Post by CuriousChris »

Solution / answer

OK, I got a copy of the same .aes file from cloud storage, which decrypts just fine, and recopied the duff one from the external drive and set UltraCompare a heavy task to spot the differences - turns out not to be too complicated, they are identical from byte 0 to the byte before 1C90 0000 (a curiously exact displacement there!) / 450Mb-ish then after that the duff file is all zero bytes to the end - which is most of it, my 'looks OK to me' was perhaps a tad optimistic but I got the .bak I needed from it anyway !

With both copies from the external drive being duff and the cloud one being OK, this completely exonerates AESCrypt and points the finger firmly at the RoboCopy from local to external disk - the cloud one uploads from the local drive not the external copy, so that makes sense.

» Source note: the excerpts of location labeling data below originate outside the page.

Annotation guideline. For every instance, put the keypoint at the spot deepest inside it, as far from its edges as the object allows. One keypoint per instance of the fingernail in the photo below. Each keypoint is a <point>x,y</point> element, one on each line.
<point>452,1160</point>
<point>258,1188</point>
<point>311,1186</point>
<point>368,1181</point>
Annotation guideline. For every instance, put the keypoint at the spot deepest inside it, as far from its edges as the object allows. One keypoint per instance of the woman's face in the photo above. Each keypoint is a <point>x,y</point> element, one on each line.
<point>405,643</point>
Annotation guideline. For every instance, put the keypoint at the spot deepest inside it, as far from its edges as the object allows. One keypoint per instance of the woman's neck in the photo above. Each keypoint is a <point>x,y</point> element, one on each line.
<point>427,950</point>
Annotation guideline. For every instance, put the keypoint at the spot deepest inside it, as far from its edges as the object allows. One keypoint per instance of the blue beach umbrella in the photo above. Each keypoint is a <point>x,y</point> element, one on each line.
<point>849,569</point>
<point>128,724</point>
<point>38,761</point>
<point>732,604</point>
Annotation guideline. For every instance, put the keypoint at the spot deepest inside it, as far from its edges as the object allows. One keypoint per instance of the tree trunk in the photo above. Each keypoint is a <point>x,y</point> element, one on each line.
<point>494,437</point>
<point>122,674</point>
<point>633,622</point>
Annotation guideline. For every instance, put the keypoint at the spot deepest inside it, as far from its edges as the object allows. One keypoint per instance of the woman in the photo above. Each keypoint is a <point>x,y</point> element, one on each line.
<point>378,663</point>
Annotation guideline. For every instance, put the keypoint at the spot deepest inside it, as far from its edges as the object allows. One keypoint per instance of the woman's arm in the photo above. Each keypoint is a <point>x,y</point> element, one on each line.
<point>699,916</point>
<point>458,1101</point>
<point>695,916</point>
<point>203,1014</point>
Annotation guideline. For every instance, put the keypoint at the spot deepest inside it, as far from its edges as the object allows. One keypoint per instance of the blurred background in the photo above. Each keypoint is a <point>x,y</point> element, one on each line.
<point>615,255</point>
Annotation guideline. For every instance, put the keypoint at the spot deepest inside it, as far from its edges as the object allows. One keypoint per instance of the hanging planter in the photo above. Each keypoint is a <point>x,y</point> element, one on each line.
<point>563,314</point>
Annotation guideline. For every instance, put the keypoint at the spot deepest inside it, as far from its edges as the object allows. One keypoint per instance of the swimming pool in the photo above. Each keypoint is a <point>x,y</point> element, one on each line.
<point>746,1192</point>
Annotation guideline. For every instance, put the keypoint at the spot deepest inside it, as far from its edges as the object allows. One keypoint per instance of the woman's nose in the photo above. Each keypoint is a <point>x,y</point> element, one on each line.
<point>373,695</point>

That's scary of course but takes it out of the scope of this forum, my PS script doesn't check the ERRORLEVEL from RoboCopy so mea culpa. I think that's my next step, and/or maybe using Get-FileHash to do an actual compare, the backup process isn't in a big hurry, so it's rude not to really.

Thanks for your help, certainly no bug to fix for you guys. I would argue that if you're updating the code for some other reason anyway then it'd be nice to offer the user the option to keep the output file after a loud and clear warning, but the workarounds do the job just fine anyway for the intrepid user :)

Cheers again for such a useful utility.

Tell me if the diff report or a hex dump or anything would be any use, I'll keep the working data/duff file for a day or two though I'm sure you can reproduce a tampered with / corrupted file easily if you wanted to anyway.